Elevated cardiac troponin levels have been reported in thrombotic and haemorrhagic CVAs including in subarachnoid haemorrhage. The myocardial injury is thought to be neurally mediated via a process of uncontrolled autonomic activation. In one study, elevated cardiac troponin was present in 1 in 6 acute CVAs and was associated with a three-fold increase in mortality. Current evidence shows that the clinical severity, CT findings or GCS score are all poorly predictive of CVA related mortality but CVA related cardiac troponin levels may have a role.
Myocardial dysfunction is frequently present in ICU patients with multi-organ dysfunction syndrome (MODS). Kollef and colleagues showed that although an elevated cardiac troponin level in a mixed heterogeneous ICU population does not predict hospital mortality, it is associated with an increased risk of MODS and longer hospital length of stay. Atherosclerosis is the primary disease of many vascular syndromes including cerebrovascular and peripheral vascular disease. Higham et al demonstareted that a post-operative elevated cardiac troponin level after aortic aneurysmal surgery is associated with an increased 12-month risk of cardiovascular complications and cardiac death. Similar findings have been reported after major orthopaedic joint surgery.
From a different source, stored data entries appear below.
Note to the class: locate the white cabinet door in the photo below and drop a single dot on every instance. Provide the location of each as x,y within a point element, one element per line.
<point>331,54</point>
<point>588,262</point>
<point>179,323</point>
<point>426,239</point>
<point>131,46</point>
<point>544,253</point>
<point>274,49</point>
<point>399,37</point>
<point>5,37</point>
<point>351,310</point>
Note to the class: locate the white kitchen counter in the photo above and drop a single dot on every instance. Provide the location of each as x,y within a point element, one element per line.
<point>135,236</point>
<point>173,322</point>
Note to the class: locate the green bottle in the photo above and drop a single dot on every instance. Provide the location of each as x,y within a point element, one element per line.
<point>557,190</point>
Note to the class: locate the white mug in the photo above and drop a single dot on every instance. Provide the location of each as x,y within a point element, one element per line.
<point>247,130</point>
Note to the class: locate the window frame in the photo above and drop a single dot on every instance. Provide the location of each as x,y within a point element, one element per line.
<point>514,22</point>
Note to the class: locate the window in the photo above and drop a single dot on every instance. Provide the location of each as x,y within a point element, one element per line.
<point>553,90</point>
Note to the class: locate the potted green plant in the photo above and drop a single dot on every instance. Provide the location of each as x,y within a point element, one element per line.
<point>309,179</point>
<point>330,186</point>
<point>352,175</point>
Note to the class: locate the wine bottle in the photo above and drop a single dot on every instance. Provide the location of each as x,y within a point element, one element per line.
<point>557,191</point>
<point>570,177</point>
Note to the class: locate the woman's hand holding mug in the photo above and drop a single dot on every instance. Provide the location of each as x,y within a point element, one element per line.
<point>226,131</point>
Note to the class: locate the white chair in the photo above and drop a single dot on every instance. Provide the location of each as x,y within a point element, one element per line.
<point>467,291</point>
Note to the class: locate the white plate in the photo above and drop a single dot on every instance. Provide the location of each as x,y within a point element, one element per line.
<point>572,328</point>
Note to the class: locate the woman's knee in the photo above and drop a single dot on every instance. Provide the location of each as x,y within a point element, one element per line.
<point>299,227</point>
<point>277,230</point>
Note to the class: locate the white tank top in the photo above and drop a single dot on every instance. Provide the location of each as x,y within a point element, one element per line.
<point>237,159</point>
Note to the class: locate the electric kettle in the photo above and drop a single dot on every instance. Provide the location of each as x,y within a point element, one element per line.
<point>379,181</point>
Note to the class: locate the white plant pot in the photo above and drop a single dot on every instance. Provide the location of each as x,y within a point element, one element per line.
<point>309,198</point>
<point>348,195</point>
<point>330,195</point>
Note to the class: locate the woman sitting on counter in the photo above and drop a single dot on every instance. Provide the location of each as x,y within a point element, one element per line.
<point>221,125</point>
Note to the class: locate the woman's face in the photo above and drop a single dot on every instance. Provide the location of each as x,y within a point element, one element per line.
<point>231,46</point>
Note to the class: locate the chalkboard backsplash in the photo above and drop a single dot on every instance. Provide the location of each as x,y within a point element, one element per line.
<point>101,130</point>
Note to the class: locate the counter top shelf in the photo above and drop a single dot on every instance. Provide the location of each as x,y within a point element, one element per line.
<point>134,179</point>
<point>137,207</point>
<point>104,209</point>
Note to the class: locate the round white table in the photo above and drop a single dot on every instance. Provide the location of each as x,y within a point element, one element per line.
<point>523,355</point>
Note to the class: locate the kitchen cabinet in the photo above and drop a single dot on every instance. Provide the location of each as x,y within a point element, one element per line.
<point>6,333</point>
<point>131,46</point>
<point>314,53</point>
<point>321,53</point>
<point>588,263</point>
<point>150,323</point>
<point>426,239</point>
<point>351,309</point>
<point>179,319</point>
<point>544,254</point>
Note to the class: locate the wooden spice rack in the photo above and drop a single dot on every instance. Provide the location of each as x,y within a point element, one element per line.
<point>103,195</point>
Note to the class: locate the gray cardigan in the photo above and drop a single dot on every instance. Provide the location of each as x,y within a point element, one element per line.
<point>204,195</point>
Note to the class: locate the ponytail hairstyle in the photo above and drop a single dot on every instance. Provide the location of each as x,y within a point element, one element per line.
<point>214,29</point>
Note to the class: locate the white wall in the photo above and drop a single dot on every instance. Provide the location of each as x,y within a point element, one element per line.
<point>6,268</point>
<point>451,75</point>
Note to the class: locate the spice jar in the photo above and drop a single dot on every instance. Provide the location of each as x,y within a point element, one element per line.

Current third generation troponin assays are highly sensitive and specific. It is conceivable that future assays may provide even further improvement in diagnostic accuracy. These assays could even be combined with newer biochemical markers (such as 'ischaemia modified albumin' and 'NT-pro BNP') to provide further insight into both the diagnosis and the management of suspected of cardiac ischaemia on the ICU.
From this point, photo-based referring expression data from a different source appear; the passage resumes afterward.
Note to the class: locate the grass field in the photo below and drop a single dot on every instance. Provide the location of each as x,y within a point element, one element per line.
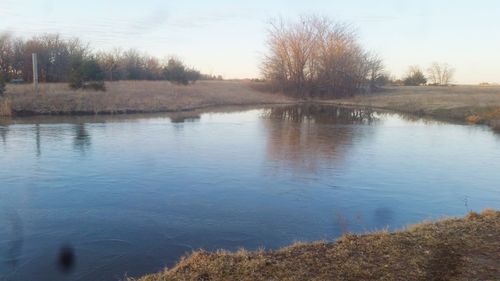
<point>473,104</point>
<point>132,97</point>
<point>451,249</point>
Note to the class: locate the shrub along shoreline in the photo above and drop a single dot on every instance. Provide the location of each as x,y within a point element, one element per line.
<point>450,249</point>
<point>464,104</point>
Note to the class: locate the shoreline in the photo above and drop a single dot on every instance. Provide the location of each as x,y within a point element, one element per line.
<point>462,104</point>
<point>449,249</point>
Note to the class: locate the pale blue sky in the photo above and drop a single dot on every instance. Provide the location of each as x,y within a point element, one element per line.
<point>228,37</point>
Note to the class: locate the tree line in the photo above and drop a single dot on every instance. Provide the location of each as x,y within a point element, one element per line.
<point>66,60</point>
<point>317,57</point>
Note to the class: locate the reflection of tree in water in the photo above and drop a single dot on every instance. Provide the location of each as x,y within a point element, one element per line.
<point>184,117</point>
<point>322,114</point>
<point>82,139</point>
<point>307,137</point>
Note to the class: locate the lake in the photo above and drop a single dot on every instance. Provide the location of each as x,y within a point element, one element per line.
<point>132,194</point>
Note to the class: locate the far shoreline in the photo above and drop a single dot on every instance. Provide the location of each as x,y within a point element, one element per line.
<point>461,104</point>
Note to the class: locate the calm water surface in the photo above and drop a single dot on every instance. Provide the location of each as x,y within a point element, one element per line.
<point>131,195</point>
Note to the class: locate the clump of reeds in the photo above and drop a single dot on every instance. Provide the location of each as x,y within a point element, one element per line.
<point>5,107</point>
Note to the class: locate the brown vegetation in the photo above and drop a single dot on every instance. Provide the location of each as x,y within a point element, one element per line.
<point>452,249</point>
<point>316,57</point>
<point>134,97</point>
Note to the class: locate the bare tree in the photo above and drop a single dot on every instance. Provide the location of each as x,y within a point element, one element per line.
<point>440,73</point>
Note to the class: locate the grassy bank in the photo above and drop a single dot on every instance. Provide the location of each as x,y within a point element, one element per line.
<point>133,97</point>
<point>473,104</point>
<point>452,249</point>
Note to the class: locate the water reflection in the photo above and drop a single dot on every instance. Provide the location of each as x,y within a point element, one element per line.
<point>305,138</point>
<point>82,139</point>
<point>184,117</point>
<point>15,244</point>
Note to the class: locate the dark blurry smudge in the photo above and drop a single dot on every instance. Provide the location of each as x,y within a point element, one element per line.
<point>66,259</point>
<point>82,140</point>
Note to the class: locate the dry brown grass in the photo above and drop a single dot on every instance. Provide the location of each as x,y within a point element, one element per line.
<point>452,249</point>
<point>135,97</point>
<point>473,104</point>
<point>5,108</point>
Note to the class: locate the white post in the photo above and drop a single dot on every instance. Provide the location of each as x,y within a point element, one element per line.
<point>35,72</point>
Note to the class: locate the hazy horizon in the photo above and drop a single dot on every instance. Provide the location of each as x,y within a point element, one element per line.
<point>228,38</point>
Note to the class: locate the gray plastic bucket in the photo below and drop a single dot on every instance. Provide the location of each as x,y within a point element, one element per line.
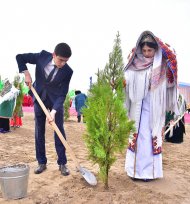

The incorporation of a targeted troponin assay to the clinical management of ICU patients could be beneficial as it may identifying a sub-group of patients with a high risk of mortality, and informs both risk-stratification and prognostication. This novel approach would facilitate further multi-disciplinary involvement and may ultimately improve the outcome of ICU patients with cardiac ischaemia.